Z interwencją zwróciły się do nas osoby poruszające się chodnikiem przy ulicy Kunawina w Dąbrowie Białostockiej.
Chodnik jest uczęszczany nie tylko przez osoby mieszkające w blokach tzw. POM-u, ale także przez spacerowiczów czy mieszkańców sąsiednich wsi. Od ponad dwóch tygodni nie jest jednak odśnieżany. Zalega na nim spora warstwa śniegu a piesi poruszają się ulicą, stwarzając niebezpieczeństwo w ruchu drogowym. Matki z dzieckiem w wózku już nie odważą się na to, by przejść na jezdnię. Bez samochodu nie są w stanie dotrzeć do miasta. Zarządcą chodnika i drogi jest Powiatowy Zarząd Dróg w Sokółce.

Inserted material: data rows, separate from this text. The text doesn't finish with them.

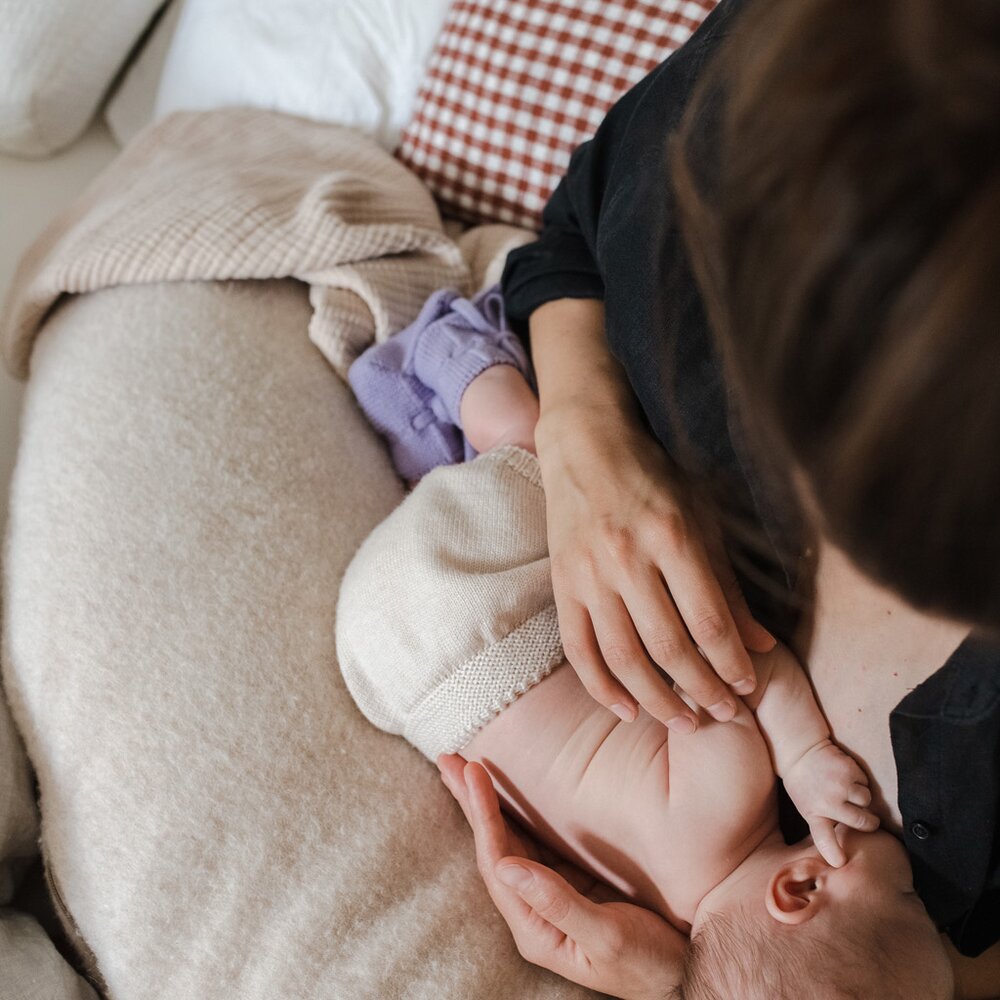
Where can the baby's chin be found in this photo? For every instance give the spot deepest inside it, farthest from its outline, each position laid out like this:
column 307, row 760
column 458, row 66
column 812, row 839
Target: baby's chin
column 877, row 856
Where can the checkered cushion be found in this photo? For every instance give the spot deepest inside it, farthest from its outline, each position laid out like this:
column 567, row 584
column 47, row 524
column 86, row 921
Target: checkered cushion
column 514, row 86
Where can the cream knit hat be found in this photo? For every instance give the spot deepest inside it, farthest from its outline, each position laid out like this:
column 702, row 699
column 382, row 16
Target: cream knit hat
column 445, row 614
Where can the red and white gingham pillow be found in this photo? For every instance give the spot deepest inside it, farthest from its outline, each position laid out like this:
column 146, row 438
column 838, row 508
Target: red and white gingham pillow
column 514, row 86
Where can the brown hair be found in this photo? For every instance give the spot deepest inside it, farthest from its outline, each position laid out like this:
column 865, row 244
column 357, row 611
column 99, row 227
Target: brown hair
column 847, row 241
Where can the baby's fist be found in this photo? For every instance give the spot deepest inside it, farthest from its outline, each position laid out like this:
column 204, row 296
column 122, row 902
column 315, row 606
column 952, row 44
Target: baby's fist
column 828, row 786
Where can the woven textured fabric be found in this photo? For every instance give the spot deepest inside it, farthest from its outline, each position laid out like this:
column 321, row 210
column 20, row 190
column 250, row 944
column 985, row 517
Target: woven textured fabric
column 514, row 86
column 446, row 615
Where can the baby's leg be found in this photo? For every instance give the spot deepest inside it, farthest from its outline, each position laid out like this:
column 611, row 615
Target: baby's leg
column 497, row 408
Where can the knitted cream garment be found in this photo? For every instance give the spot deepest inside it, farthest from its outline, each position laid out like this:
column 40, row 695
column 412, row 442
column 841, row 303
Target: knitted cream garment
column 446, row 613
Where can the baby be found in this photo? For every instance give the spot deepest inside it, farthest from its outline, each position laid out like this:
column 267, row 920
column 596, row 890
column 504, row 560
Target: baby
column 447, row 634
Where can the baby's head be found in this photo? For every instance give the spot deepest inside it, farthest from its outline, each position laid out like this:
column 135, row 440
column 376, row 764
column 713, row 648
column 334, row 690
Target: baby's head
column 853, row 933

Z pytaniem o drożność chodnika zwróciliśmy się do dyrektora PZD.
- W tej chwili odśnieżamy trasy dojazdowe do poszczególnych miejscowości, mamy aż 900 kilometrów dróg, które są cały czas zawiewane przez śnieg - tłumaczy nam Grzegorz Pul, dyrektor PZD w Sokółce. - Jak udrożnimy wszystkie drogi, wtedy weźmiemy się za chodniki. Są trasy, gdzie nawet dwa razy dziennie jedzie sprzęt, aby je udrożnić. Chodzi tu o bezpieczeństwo ludzi - o dojazd karetki czy straży pożarnej. Proszę zauważyć, że nieodśnieżonych chodników zarówno na drogach powiatowych, jak i gminnych jest dużo. Po prostu wszystkiego na raz zrobić się nie da. Wykonawcy pracują po 12 godzin na dobę i muszą też odpocząć. Z boku, może siedząc gdzieś tam za biurkiem tego nie widać, ale jednostek pracujących jest dużo. Bywa, że dziennie wydajemy nawet 50 tysięcy złotych. Jeżeli uporamy się z drogami, przejdziemy gradacją do chodników. Jeżeli nie udrożnimy dróg, nie będziemy ruszać chodników. Piesi mogą się przejść ulicą, ulica jest szeroka.
W kodeksie o ruchu drogowym czytamy:
„Pieszy jest obowiązany korzystać z chodnika lub drogi dla pieszych, a w razie ich braku – z pobocza. Jeżeli nie ma pobocza lub czasowo nie można z niego korzystać, pieszy może korzystać z jezdni, pod warunkiem zajmowania miejsca jak najbliżej jej krawędzi i ustępowania miejsca nadjeżdżającemu pojazdowi. Pieszy idący po poboczu lub jezdni jest obowiązany iść lewą stroną drogi".